Ivaylo Petrov
When looking back, can you clearly see the importance of the Bulgarian book for you?
During my teenage years books were amusement, curiosity, a mystery that later evolved into a vital necessity.
Which books have given you the most and from which books have you been able to take more than you believed it possible?
Bulgarian and foreign books, but most of all the Russian classics. I learned from those authors which I liked.
What is the destiny of fine letters now, and what could this destiny be in the near and in the more distant future?
It is a little “roughed up” or at least that is how it seems to us – a new sensitivity, a new perception of the world, new means of expression. That is all but natural after the long years of our isolation from the world’s literary process. We have to start again at an adult age healing childhood illnesses not only in literature but in arts as a whole, and to hail as innovation, avant-gardism etc. achievements that have been a reality in the outside world for more than half a century. But our literature will soon start marking the pace of the world, which does not mean at all that literary values were not and are not being created in this country.
The cultural crisis of today has its causes and its signs, but it also has a remedy that is basically universal. Perhaps, the purely Bulgarian specifics of this remedy remain out of focus?
It seems to me that there is no all-out cultural crisis in the sense that our spiritual energy is still present. It is the material means for a quick and complete manifestation of culture that are missing. And the remedy for that are both the work and the efforts to avoid converting our culture into a waste dump for foreign garbage.
There are many secrets to a book, and the author’s mastership tends to be among the most obscure. Have you reached a conscious explanation for yourself of everything that you have created – as creative art, besides a pure will, is also the product of the artist’s instincts, of the artist’s enigmatic and mysterious self that he deciphers only partially in his texts to the reader?
Sometimes I feel like somebody else has written my texts. Instinct may well be that “somebody else”.
What has been the major source of hope and belief for you through the years?
The good. My good and the good for all. The will to live happily to reveal life’s secrets and to overcome the terror of death. And a lot of other things.
What is your vision of Bulgaria at the end of the 21st century? What does Time mean to you?
It will be better than now. And Time is nothing but an action. It creates and it destroys. It is the only and impartial judge of our deeds.
Are you optimistic or pessimistic about the destiny of the Balkans and mankind, and why?
I am a pessimistic optimist, if I may say so. The Balkans have always been a tool for the great powers due to the geographical location of the region. Perhaps the same scheme applies now as well. But regardless of the ironic and offensive epithets foreigners try to stick on us, history has demonstrated in the most conclusive manner that the “powder keg” is the primary source for the aliens’ culture and civilization.
Is there any peculiarity of your character that you freely joke about in public? And does it happen frequently?
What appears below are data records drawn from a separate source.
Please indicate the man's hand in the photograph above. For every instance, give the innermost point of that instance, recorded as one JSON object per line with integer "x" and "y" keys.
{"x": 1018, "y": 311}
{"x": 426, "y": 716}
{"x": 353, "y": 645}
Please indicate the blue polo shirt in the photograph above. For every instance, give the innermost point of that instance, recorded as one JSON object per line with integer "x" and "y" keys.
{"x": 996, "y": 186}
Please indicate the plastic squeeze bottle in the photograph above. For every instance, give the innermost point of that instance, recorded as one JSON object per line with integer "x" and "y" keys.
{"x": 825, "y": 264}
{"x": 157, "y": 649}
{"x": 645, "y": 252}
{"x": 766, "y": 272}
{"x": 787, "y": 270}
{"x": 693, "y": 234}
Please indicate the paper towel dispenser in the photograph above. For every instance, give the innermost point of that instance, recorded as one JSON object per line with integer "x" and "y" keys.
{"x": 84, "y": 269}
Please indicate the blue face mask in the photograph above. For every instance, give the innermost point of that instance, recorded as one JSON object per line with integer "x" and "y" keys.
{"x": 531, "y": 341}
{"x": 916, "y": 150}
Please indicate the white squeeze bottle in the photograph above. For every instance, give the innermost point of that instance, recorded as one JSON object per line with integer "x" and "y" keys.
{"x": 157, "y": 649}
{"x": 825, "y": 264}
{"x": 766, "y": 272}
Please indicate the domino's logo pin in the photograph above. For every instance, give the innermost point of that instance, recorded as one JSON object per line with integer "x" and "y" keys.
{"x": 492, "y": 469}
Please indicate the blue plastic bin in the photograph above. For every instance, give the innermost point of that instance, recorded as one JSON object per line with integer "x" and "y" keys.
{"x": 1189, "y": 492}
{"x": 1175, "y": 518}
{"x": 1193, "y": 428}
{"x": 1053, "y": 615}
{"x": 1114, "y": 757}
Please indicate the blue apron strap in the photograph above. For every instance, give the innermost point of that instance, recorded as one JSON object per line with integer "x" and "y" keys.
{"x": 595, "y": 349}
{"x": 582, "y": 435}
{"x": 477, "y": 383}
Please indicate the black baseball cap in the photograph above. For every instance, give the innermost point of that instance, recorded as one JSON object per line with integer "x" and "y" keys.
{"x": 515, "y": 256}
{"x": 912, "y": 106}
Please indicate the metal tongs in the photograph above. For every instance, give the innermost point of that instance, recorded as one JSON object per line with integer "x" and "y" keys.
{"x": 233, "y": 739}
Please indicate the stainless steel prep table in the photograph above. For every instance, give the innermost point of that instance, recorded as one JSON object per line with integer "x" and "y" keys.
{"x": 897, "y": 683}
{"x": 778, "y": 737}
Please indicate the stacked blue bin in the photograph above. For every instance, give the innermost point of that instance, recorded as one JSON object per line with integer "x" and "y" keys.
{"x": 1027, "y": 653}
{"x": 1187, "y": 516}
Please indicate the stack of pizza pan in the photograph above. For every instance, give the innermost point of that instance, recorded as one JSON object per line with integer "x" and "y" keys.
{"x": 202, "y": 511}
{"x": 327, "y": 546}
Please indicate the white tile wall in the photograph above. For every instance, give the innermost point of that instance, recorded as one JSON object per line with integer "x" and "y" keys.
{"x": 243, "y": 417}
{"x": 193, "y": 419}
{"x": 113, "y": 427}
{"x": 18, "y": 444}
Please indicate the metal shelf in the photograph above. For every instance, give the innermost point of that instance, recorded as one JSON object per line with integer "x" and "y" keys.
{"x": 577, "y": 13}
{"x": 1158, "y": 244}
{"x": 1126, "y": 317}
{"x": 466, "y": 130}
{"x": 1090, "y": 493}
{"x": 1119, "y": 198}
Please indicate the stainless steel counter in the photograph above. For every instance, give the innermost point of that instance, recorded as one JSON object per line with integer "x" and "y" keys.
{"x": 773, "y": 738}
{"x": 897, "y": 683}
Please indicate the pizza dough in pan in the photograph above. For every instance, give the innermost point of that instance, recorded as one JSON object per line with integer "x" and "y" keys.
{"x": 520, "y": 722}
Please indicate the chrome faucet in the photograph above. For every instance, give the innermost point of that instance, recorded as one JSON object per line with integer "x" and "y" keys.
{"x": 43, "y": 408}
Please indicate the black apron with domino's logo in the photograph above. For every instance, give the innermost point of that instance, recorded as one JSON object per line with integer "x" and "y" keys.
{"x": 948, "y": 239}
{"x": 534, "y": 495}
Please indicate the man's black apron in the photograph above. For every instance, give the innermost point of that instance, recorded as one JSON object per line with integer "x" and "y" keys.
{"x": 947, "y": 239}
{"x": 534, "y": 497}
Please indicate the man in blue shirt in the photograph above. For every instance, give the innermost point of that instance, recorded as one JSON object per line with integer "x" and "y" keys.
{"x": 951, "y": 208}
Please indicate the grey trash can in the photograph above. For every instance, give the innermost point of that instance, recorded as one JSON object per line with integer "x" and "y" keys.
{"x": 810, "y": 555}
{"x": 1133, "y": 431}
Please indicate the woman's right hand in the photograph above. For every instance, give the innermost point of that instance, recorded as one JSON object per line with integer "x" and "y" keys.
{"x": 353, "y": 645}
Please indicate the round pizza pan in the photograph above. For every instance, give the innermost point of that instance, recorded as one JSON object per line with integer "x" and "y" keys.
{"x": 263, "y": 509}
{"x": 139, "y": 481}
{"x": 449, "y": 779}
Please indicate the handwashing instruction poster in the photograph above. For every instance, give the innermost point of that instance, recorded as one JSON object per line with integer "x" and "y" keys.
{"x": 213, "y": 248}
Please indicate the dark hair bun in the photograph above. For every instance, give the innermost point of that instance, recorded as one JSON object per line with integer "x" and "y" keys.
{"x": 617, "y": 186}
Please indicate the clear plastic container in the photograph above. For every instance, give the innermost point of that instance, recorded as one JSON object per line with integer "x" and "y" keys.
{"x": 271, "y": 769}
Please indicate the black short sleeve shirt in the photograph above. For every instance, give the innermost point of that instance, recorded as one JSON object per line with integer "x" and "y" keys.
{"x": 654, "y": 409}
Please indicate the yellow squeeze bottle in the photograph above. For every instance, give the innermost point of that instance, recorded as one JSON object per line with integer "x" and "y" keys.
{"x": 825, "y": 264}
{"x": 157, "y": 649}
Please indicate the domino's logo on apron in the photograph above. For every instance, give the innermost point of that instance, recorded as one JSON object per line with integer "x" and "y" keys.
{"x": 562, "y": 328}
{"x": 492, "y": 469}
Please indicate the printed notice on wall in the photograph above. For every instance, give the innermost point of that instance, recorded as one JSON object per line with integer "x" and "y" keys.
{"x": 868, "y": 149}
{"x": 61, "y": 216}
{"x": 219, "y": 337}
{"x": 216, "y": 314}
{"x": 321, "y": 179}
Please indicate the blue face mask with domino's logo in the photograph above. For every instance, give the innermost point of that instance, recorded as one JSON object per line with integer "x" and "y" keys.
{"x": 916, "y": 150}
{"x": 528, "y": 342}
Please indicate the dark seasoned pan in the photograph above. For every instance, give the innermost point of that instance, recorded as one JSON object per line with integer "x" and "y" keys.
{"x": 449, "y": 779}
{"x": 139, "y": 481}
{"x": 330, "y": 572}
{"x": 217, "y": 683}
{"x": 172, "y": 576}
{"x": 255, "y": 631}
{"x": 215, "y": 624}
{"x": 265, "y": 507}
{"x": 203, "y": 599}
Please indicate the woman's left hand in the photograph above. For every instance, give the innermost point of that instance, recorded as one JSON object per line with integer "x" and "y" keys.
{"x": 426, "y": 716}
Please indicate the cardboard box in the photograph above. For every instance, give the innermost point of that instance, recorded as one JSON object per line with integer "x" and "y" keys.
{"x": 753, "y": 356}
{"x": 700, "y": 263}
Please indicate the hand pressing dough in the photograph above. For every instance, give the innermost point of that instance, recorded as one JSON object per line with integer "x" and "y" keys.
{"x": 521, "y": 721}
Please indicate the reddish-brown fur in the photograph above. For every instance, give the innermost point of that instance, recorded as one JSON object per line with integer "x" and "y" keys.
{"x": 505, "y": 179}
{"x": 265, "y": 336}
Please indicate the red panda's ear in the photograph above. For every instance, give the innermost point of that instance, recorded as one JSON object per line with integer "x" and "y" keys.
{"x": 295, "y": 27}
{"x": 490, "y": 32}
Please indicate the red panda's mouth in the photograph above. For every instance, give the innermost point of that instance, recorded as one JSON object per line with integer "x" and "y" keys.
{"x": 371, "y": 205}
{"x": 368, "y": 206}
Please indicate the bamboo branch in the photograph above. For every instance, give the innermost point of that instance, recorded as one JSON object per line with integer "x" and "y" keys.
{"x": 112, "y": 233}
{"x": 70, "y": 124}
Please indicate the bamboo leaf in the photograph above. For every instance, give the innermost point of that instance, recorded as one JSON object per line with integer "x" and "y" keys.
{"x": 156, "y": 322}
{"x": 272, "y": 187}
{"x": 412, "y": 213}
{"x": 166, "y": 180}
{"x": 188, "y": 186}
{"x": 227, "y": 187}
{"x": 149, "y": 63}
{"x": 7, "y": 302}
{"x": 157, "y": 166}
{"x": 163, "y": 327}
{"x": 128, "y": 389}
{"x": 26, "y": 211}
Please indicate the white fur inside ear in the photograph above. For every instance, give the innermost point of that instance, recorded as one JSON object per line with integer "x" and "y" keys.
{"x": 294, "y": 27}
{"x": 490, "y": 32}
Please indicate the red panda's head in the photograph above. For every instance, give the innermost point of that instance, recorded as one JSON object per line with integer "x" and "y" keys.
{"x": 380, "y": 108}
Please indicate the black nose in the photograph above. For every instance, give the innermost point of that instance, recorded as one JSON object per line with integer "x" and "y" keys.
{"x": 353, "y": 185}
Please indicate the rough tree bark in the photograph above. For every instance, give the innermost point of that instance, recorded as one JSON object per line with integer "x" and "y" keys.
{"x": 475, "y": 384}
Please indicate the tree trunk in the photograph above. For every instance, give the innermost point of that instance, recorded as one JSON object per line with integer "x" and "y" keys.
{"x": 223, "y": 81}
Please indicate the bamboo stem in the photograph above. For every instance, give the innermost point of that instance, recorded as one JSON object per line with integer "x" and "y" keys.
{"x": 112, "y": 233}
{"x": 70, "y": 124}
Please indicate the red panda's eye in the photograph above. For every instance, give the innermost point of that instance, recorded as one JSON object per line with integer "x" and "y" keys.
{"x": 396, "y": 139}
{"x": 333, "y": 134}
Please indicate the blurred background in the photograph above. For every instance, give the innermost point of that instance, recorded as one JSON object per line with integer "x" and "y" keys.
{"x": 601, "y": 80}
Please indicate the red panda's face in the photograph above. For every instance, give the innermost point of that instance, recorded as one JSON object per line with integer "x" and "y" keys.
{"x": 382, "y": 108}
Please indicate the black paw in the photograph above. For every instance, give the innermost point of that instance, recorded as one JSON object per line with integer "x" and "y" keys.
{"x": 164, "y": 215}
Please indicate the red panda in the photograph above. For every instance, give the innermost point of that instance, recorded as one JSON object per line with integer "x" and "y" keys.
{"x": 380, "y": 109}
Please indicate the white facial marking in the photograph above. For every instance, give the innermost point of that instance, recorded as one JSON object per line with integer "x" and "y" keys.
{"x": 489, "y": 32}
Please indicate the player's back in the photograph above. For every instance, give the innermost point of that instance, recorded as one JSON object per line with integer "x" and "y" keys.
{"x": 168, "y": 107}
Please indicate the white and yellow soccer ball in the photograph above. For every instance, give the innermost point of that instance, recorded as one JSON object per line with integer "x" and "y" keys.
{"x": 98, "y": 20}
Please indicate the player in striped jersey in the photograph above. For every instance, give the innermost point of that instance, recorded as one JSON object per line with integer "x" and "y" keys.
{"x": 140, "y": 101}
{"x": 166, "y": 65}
You mean what is the flaw in my character that I might joke about in public? Well, these flaws are not one or two, so I am simply incapable of listing them all…
What would you choose – if you had to choose today – between a bag of gold and an eternal book? And what would have been your choice 30 years ago?
Given today’s crisis, I would not only choose the bag of gold – I would opt for even a single golden coin. Thirty years ago I would definitely choose the eternal book.
Do you think that in these times when the path to the reader is difficult and uncertain, new names could emerge? Could the experience with your own public recognition be useful today? How did you gain recognition, was it easy?
I am not certain I have been recognized. And the new names may well be breeding at this very moment. The spirit of a nation is always alive.
Would you disclose your own anthology or collection of names of masters of the prose whom you hold in highest esteem – names from the Bulgarian and world, including Balkan, literature?
They are many, both ours and foreign. It is impossible to make a list without leaving somebody out undeservedly.